Natural Falls State Park in West Siloam Springs, OK is one beautiful campground, and not terribly pricey at $20 a night, or $18 for us geezers for 30 amps and water, with dump station access. We enjoyed our stay, but the spring thaw has come to Colorado and only a few more snowfalls are forecast: now is the time to travel on.
Most of Oklahoma and the Texas panhandle are decidedly un-scenic. Kat planned to cover 700 miles of highway and 5,000 feet of vertical elevation in just three days. The pull was even less fun than you might imagine but we got past it, and later we’ll show and tell you about incredibly scenic north central New Mexico.
The first drive covered half of Oklahoma’s width, passing small cities, flowering pastures of cud-chewing cattle, sprawling wind farms, wind-blown and rusting barns and silos. We dropped $20 on the Red State phenomenon that is tolls, most often on Interstate Highways. Our campsite was a free hookup with juice and water at Lucky Star Casino in El Reno, OK. That’s just outside OKC, and fortuitously the home of three Road Food recommended diners, each the purveyor a regional specialty, the Onion Burger.

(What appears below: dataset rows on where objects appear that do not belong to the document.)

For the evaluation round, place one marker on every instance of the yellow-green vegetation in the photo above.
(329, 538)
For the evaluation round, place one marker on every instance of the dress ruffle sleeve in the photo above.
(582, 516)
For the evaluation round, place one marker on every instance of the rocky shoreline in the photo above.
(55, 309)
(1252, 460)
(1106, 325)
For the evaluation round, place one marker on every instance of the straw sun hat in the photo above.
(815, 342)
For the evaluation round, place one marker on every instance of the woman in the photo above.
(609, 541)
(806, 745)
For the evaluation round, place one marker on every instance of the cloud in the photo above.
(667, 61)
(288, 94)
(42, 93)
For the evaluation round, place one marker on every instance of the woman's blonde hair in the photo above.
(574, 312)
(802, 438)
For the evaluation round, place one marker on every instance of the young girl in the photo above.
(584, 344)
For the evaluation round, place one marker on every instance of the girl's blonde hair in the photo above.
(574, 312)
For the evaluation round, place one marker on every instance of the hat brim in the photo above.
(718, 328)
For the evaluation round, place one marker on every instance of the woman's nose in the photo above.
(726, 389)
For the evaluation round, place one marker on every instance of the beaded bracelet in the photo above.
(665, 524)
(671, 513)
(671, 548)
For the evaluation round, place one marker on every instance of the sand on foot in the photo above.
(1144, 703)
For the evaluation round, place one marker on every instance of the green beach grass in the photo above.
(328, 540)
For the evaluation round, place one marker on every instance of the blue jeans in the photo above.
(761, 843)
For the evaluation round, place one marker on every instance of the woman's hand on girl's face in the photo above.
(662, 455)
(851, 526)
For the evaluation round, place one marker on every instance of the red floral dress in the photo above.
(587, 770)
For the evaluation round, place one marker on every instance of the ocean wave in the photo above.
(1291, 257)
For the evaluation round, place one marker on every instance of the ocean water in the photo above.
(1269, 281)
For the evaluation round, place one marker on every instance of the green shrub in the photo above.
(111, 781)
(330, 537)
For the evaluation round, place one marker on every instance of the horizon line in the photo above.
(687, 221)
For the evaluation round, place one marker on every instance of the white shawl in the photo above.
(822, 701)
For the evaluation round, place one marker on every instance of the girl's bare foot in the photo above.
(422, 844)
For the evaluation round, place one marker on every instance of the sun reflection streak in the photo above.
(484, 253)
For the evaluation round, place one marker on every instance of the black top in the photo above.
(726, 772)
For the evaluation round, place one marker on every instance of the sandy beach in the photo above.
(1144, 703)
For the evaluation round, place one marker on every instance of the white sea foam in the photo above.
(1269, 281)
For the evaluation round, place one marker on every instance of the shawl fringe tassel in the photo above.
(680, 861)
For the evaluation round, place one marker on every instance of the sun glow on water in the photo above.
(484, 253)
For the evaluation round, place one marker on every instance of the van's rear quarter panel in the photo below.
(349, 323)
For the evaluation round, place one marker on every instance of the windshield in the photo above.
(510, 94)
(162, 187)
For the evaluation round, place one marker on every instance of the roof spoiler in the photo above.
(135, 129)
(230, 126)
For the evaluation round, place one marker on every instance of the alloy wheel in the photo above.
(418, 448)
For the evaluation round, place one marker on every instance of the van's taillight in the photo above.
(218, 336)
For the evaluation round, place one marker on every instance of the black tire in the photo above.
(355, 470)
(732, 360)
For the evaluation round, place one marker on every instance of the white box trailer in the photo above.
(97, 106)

Robert’s Diner has only 14 stools and a lunch counter: too crowded. Johnnie’s Grill is larger but looked a bit shop-worn from the street: another pass. Sid’s looked modern in a 1950’s kind of way, and there we ate. Onion burgers are a Depression era invention (a beef patty then cost a nickel, same as a ten pound sack of onions). They slice the onions incredibly thin, salt them to drive out moisture, and mash about half a cup into each beef patty, then fry it up on a hot steel grill. The onion caramelizes and lends its sweetness to that 80-20 blend of beef and fat. The result is a bit greasy, but very flavorful, and the locals are happy addicts.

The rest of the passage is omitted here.